A report by the International Federation of Airworthiness (IFA) titled ‘Airlines under attack: Faced with a rising tide of cybercrime, is our industry resilient enough to cope?’ found that there were 62 ransomware cyber-attacks on global aviation stakeholders in 2020 alone, equal to a once-a-week attack, and in 2021 new records were set with $50 million in demands made.

According to the report, aviation faces a ransomware attack every week (i.e. where an attacker gains control over all or part of an organisation’s computer system and refuses to give the system back until a ransom has been paid).

These attacks present serious threats to business continuity and often have severe financial impacts even before factoring in any ransoms paid, the cost of buybacks of data, or the costs required to take back control of internal systems. The price of ransomware mitigation measures alone is expected to cost global companies over €20 billion a year.

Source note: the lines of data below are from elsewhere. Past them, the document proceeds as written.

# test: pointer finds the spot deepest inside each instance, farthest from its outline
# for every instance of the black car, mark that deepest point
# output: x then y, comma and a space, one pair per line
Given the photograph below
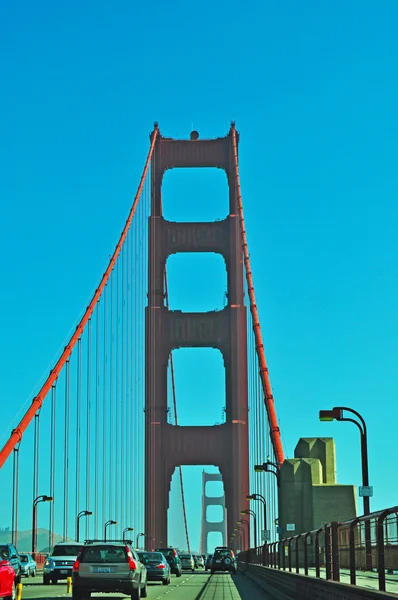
173, 559
223, 560
157, 567
10, 553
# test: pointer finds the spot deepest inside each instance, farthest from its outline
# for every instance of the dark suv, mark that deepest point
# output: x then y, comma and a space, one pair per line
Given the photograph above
109, 567
223, 560
173, 559
10, 553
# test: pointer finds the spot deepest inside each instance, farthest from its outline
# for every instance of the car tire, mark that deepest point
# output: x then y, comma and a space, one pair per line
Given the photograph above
144, 591
13, 592
76, 595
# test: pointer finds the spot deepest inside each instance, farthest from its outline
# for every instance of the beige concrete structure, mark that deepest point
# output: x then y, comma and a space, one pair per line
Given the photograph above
309, 493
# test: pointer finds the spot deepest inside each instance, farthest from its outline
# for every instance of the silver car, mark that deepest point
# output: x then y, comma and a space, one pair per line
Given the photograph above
109, 567
187, 562
28, 565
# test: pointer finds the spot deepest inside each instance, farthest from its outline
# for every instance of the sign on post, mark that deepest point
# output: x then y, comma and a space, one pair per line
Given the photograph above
265, 535
366, 490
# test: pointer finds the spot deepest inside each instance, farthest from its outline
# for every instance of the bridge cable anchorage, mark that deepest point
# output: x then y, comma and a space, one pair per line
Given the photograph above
173, 387
266, 385
46, 387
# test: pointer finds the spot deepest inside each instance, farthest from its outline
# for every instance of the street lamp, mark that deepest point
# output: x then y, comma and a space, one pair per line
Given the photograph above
266, 467
337, 413
264, 503
125, 530
82, 513
34, 528
246, 522
248, 511
242, 536
110, 522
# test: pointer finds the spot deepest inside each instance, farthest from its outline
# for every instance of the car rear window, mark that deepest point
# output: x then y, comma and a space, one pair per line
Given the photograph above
103, 554
65, 550
150, 557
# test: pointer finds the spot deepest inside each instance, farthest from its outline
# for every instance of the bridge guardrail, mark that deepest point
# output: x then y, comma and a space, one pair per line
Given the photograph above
366, 543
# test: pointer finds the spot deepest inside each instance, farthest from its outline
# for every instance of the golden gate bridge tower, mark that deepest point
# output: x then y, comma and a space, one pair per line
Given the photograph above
168, 446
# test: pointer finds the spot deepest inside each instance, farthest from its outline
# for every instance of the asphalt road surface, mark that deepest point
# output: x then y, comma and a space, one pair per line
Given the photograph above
191, 586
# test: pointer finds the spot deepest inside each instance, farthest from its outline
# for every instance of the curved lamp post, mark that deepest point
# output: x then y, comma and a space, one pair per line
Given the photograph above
82, 513
36, 501
337, 413
110, 522
248, 511
125, 530
264, 503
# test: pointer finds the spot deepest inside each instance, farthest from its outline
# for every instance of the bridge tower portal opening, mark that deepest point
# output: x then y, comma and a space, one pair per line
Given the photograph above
167, 445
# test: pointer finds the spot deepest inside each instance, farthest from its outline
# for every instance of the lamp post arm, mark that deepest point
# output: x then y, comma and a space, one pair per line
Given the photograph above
354, 412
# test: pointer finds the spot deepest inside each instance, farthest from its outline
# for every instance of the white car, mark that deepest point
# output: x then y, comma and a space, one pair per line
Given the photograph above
58, 565
187, 562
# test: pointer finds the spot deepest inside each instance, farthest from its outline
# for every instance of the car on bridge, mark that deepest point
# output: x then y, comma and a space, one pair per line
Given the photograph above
187, 562
109, 567
157, 567
58, 565
28, 565
223, 560
173, 559
8, 580
9, 553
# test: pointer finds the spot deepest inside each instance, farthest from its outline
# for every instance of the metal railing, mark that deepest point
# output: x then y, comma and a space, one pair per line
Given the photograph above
336, 546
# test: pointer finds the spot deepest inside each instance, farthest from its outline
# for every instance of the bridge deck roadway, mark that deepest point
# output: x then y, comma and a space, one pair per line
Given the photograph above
191, 586
367, 580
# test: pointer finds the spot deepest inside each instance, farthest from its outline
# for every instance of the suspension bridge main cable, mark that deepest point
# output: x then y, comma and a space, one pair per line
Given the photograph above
173, 387
38, 400
266, 385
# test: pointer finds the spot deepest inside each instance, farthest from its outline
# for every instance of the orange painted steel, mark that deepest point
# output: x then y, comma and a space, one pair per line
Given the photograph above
268, 397
17, 433
173, 386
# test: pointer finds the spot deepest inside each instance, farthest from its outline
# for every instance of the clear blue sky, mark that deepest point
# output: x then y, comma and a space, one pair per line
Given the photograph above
313, 89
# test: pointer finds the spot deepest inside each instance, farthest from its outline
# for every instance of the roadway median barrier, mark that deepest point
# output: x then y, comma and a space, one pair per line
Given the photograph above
284, 585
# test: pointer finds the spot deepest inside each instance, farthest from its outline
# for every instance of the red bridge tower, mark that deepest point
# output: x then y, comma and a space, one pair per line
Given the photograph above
167, 445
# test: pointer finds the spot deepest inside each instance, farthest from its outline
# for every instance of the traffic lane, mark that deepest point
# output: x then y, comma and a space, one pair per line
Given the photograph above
191, 586
186, 587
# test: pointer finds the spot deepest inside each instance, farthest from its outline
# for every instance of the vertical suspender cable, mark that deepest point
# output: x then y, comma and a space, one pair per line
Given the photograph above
88, 423
66, 449
97, 419
266, 385
105, 421
124, 403
36, 456
118, 479
52, 463
78, 422
112, 483
17, 433
15, 494
128, 379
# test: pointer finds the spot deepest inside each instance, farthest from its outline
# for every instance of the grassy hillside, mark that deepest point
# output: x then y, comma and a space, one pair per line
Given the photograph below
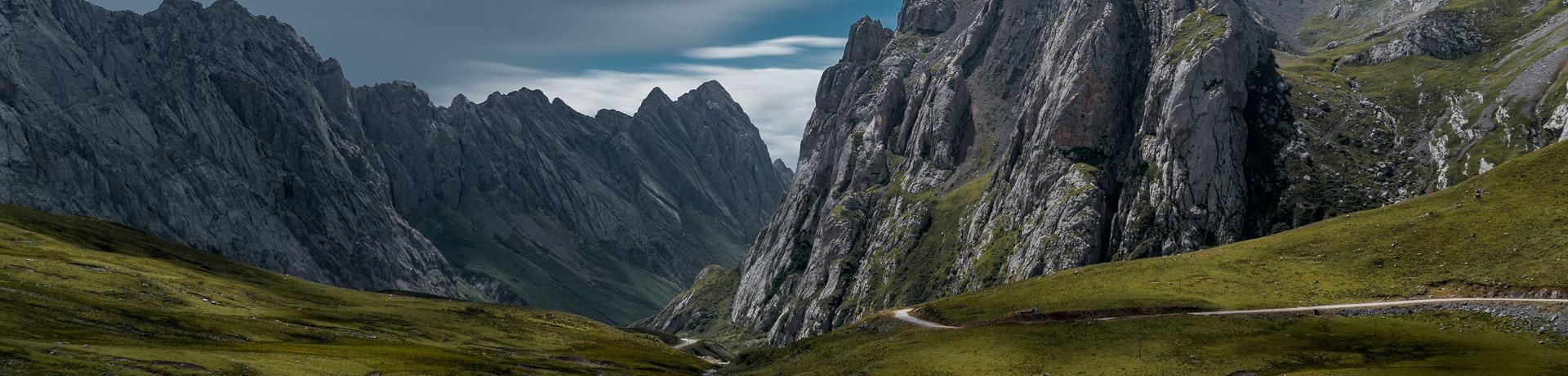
88, 297
1508, 242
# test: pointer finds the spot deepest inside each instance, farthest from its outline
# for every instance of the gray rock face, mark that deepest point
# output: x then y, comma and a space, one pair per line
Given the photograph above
228, 132
1027, 138
1036, 137
927, 16
212, 128
1445, 35
559, 206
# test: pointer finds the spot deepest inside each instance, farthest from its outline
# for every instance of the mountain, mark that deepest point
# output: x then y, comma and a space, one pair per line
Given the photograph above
90, 297
993, 141
228, 132
608, 217
1508, 244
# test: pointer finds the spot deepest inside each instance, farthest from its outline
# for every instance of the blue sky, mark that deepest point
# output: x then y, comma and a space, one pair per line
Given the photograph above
593, 54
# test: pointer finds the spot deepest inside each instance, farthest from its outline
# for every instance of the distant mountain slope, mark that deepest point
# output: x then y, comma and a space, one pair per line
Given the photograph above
980, 143
226, 131
1506, 242
608, 217
87, 297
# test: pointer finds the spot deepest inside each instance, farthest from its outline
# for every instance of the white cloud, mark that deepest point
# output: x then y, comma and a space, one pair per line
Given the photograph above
778, 99
770, 47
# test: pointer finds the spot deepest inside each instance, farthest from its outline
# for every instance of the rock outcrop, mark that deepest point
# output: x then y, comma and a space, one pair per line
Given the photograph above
228, 132
559, 206
1034, 137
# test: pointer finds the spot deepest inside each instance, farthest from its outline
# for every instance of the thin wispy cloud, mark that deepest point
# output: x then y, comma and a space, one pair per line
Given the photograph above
777, 99
770, 47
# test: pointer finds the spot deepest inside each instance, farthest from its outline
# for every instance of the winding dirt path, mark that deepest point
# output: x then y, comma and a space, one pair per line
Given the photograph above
903, 314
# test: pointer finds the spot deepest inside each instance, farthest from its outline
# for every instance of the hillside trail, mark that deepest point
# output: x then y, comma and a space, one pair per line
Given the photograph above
903, 314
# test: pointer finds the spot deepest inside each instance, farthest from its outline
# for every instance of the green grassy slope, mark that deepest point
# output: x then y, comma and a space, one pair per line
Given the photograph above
1450, 244
581, 287
1510, 240
87, 297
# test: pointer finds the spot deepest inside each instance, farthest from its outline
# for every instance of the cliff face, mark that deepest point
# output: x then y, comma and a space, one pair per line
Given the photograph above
212, 128
559, 206
228, 132
991, 141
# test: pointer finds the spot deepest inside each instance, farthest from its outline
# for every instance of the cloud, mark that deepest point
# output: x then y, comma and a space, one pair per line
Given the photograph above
777, 99
770, 47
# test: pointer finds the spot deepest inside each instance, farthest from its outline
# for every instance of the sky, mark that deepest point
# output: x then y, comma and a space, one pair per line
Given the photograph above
593, 54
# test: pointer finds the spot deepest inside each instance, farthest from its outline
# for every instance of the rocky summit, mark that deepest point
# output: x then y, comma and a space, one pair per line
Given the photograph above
980, 143
228, 132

Though Biman Bangladesh Airlines came under attack, it did not need to suspend flight operations or delay flights, according to Biman officials.

Biman authorities did not disclose if any classified information on passengers was leaked after the cyber attack as an investigation on the incident is still going on.

According to the IFA report, there are a growing number of state-sponsored or highly organised crime syndicates capable of conducting large-scale targeted intrusions to disrupt operations and steal valuable intellectual property as well as extort money.

Airlines are an irresistible target for cybercriminals, with an estimated €1 billion lost from fraudulent websites each year.

The report also identifies the “Big 3” attacks used to target airlines, namely, fake websites, data theft and phishing.